Google Chrome on Windows 10 will finally support themed titlebars
The window control buttons (minimize, full screen, close) in Windows have gone through a number of design changes over the years. Each change was implemented as part of a certain design language from the team at Microsoft. When something like this changes from one version of Windows to another though, it can have some negative impacts on custom themes that other applications use. So for a while now, if you themed the Chrome title bar in Windows 10 it would actually change the aging window control buttons from Windows 7. However, that is changing now that Google’s engineers have merged this new commit to enable it by default.
Those who enjoy a themed title bar on Chrome have been experiencing this issue since Microsoft moved away from the old style of window control buttons in Windows 7. So for years, people were forced to continue using that old style if they wanted to apply a title bar theme in the browser. However, about a year ago in the Canary build of version 58 of Chrome, some people within the community found a workaround to fix the issue. You could either add a special flag when launching the Chrome.exe file or you could toggle the new feature using the hidden flag chrome://flags/#windows10-custom-titlebar.
Once enabled, you could then apply a title bar theme and it would continue using the Windows 10 style control buttons that many prefer.
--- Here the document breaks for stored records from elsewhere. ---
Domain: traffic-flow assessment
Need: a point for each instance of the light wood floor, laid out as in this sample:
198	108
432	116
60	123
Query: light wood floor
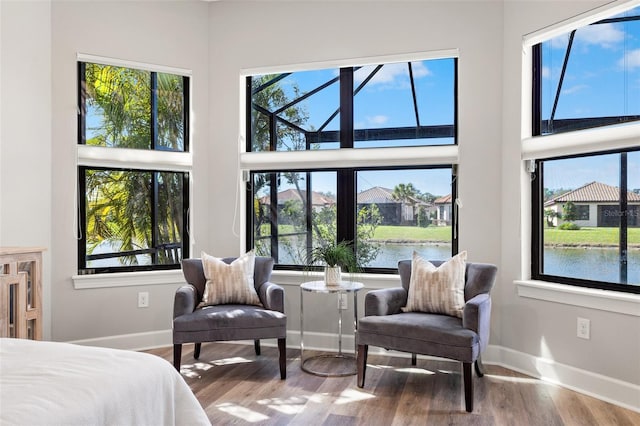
237	387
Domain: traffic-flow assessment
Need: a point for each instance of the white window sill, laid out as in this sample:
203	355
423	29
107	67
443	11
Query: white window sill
605	300
127	279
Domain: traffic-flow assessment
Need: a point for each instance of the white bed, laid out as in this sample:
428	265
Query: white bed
44	383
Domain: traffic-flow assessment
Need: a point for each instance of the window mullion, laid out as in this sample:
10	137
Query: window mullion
154	217
346	203
154	111
623	217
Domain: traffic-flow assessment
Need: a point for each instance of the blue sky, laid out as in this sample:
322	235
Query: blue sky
385	101
602	79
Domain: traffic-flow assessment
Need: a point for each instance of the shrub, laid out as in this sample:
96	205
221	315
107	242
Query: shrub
569	226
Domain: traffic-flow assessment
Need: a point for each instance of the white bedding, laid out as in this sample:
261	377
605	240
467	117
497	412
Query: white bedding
49	383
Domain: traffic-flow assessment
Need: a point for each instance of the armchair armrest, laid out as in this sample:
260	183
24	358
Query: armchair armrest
272	296
476	316
185	300
385	301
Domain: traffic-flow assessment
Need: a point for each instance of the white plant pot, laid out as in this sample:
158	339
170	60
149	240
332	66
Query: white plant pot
332	275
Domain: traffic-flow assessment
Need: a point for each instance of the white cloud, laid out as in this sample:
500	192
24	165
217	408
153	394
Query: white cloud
603	35
377	119
392	74
631	59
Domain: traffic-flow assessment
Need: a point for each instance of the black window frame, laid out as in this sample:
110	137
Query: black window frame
184	249
346	227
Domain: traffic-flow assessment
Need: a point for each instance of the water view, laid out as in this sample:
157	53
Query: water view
599	264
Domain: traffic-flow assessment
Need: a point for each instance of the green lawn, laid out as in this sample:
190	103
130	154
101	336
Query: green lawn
589	236
413	233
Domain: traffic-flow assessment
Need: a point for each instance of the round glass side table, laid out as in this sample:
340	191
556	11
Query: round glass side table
329	359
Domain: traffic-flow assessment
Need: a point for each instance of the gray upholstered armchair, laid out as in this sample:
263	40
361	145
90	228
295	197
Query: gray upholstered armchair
193	324
462	339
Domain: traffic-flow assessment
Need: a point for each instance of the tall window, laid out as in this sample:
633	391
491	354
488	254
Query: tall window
386	207
133	184
586	202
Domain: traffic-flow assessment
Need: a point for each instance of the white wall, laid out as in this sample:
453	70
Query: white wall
25	135
165	33
546	330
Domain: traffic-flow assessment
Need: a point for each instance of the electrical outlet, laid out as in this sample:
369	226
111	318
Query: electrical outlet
143	299
343	302
584	328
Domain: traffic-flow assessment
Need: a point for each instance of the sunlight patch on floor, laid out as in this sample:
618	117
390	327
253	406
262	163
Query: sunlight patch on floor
292	405
415	370
352	395
194	370
512	379
242	412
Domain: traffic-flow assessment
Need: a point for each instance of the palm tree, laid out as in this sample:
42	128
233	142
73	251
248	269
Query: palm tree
406	193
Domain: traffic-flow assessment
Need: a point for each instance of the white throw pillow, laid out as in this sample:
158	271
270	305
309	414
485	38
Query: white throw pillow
437	290
229	283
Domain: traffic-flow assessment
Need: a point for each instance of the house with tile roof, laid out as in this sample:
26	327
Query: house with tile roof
597	205
443	209
393	211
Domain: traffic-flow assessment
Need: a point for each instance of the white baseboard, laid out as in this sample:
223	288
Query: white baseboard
133	341
605	388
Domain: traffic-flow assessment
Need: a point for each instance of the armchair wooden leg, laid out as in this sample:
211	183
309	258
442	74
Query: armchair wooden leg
362	364
479	367
468	386
282	347
177	355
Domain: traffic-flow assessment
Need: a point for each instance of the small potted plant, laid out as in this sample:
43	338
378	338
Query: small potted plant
334	257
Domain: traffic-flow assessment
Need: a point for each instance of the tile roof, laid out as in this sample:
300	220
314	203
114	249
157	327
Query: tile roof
445	199
593	192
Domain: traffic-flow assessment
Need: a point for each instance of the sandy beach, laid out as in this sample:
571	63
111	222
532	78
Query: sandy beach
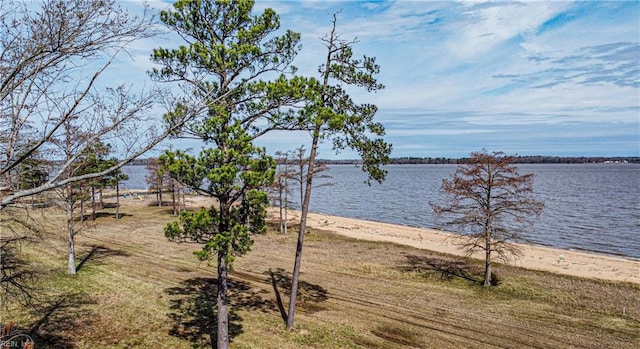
582	264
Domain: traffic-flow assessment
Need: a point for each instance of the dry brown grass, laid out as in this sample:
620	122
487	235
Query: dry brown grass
137	290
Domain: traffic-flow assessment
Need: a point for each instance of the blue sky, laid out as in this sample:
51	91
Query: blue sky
528	78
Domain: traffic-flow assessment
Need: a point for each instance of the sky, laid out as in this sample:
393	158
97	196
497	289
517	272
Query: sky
557	78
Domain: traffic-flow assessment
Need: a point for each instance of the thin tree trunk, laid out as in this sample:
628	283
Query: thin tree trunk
301	232
487	261
93	203
286	206
118	200
222	304
70	233
281	204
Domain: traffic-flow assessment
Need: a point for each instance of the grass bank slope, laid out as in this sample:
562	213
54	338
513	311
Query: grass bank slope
134	289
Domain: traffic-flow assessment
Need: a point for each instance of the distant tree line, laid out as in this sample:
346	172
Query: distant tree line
410	160
531	159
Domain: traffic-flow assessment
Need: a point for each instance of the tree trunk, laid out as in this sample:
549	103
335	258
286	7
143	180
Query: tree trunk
280	205
286	207
303	223
70	233
93	203
173	198
222	304
118	200
487	262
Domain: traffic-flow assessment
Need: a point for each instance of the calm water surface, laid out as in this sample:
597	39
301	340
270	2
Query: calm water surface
593	207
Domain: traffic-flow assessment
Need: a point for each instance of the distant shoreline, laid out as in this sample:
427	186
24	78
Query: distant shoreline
535	257
535	159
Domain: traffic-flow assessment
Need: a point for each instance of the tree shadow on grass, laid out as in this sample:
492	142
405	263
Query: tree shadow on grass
446	268
97	255
59	320
309	295
194	313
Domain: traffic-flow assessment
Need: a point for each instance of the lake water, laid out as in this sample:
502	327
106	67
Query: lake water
592	207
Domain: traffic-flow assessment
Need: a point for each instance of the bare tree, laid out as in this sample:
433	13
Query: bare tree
490	203
52	58
280	188
335	116
320	172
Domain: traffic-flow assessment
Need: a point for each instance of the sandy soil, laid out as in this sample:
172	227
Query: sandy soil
561	261
569	262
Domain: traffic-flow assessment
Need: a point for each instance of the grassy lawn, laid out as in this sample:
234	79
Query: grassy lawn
134	289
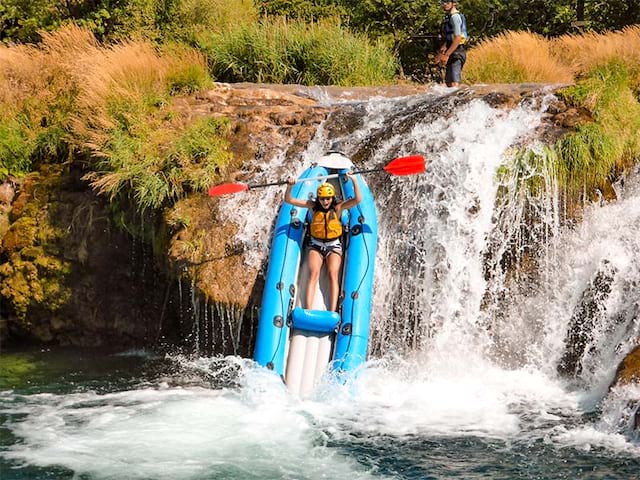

As with most beta features that get introduced into the Canary build of Chrome, this hidden flag slowly made its way into the stable build with fans of title bar themes opting to enable it almost instantly. It looks as if Google is finally confident with its current iteration as a new commit has been merged that tells us Windows 10 Custom Titlebar feature flag will be enabled by default.
So for anyone who has stopped using Chrome’s custom title bar theme feature because of this issue, you can rest assured that you can use your favorite themes without needing to toggle a hidden Chrome flag.